De acordo com as investigações, o parlamentar teria atuado para travar no Superior Tribunal de Justiça (STJ) o andamento da apuração do assassinato de um empresário maranhense em 2022.
Nos autos, estão diálogos entre o senador e o ministro Humberto Martins que era o relator do caso na Corte. Em uma das decisões, Dino relata a existência de um “ecossistema empresarial criminoso” no Maranhão.
“Há no estado do Maranhão um ecossistema empresarial criminoso, destinado ao desvio de recursos públicos (abrangendo inclusive emendas parlamentares federais). Em agosto de 2022, ocorreu um homicídio naquele estado, supostamente em face de cobrança de propinas em contratos públicos de interesse do citado ecossistema delituoso”, escreve Dino.
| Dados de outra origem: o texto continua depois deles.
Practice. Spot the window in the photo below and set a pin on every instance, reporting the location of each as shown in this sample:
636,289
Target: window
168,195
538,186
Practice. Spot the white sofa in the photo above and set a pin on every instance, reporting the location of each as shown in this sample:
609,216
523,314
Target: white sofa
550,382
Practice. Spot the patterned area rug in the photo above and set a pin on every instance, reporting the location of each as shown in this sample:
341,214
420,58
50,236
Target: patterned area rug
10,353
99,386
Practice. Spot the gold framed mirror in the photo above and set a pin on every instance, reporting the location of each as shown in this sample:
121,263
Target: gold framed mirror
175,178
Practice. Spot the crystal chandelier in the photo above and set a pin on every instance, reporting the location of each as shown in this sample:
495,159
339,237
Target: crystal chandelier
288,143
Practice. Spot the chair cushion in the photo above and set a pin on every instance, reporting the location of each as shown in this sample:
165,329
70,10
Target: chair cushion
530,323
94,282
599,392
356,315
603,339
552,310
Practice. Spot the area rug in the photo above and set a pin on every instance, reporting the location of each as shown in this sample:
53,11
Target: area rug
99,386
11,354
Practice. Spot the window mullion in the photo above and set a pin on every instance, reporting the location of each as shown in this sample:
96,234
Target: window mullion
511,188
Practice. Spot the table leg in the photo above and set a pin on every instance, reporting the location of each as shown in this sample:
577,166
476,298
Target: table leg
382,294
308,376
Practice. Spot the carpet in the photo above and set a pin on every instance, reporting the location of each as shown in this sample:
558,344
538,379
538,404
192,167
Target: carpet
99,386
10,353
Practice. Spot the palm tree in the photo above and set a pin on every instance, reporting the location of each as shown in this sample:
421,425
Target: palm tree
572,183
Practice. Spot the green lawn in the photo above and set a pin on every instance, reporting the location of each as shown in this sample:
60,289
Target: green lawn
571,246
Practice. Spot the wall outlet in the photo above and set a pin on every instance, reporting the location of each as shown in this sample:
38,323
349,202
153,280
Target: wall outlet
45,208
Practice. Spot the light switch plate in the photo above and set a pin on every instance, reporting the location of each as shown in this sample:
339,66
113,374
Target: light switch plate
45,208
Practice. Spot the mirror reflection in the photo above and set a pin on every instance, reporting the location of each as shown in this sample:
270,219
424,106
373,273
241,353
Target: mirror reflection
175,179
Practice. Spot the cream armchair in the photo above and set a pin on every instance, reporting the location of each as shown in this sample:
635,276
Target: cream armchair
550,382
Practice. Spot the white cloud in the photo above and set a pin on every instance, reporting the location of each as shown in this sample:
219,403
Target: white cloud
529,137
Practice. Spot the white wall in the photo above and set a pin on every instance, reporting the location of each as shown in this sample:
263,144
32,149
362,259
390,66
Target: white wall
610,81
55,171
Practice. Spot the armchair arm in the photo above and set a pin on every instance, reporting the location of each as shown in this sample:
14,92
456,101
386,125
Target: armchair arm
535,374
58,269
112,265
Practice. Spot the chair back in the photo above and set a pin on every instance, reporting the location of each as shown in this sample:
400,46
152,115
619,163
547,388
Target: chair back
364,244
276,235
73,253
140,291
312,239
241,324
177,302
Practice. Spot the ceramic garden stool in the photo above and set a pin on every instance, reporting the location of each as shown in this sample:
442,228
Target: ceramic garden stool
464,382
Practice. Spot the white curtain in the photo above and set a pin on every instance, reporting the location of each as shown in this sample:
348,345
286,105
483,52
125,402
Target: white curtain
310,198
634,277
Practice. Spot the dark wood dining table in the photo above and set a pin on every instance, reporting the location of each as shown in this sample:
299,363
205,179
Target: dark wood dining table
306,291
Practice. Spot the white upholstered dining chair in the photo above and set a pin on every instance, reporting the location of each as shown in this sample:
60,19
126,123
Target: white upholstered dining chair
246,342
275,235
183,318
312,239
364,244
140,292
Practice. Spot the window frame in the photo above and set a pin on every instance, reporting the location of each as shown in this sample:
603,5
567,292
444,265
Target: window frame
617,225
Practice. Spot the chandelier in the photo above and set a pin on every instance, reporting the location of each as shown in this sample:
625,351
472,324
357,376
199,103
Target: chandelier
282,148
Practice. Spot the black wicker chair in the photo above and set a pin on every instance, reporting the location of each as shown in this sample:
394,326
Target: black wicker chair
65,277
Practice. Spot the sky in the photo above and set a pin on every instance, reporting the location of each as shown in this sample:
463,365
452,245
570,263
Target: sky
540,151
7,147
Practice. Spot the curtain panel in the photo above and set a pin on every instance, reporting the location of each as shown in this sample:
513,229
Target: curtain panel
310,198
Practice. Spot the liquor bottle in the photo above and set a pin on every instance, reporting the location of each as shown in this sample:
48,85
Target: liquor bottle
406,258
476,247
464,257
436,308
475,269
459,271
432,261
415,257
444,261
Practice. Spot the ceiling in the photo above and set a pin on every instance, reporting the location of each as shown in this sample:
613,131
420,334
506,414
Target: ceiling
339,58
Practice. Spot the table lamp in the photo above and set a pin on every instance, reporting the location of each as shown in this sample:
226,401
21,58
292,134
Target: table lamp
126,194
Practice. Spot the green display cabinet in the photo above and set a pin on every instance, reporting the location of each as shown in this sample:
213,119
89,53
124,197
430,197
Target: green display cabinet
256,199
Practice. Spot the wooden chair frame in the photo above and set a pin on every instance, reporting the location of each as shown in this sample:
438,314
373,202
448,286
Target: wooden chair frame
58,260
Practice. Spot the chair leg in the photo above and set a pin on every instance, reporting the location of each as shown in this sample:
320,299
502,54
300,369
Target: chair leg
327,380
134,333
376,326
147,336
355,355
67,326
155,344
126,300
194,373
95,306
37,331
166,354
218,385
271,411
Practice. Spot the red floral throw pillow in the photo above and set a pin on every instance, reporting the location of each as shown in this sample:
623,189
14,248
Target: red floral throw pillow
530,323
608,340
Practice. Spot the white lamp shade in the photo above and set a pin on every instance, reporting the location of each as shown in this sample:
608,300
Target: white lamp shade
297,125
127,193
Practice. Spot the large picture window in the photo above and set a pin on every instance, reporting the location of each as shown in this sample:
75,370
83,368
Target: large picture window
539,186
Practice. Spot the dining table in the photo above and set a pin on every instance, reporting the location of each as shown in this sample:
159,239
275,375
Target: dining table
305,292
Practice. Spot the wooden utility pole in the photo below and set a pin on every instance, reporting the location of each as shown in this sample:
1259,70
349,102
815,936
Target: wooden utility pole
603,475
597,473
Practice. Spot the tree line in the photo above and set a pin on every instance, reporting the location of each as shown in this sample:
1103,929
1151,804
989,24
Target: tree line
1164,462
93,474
O ministro diz que a tentativa de obstrução das investigações “envolveria policiais federais e civis, advogados, políticos (entre os quais um senador da República)”. Um policial federal foi afastado após ter indicação de ligação com o esquema. Ele teria visitado o autor do homicídio e seus familiares.
“Segundo a autoridade policial, o referido homicídio decorreu de desavença no pagamento de contratos públicos e propinas, levando à prática de outros crimes, inclusive a suposta ‘compra’ de vagas e nomeações no Tribunal de Contas daquele estado, a fim de obtenção de impunidade a partícipes do agrupamento criminoso”, afirmou Dino.
O senador Weverton Rocha nega envolvimento em irregularidades. Procurado, o STJ ainda não se manifestou.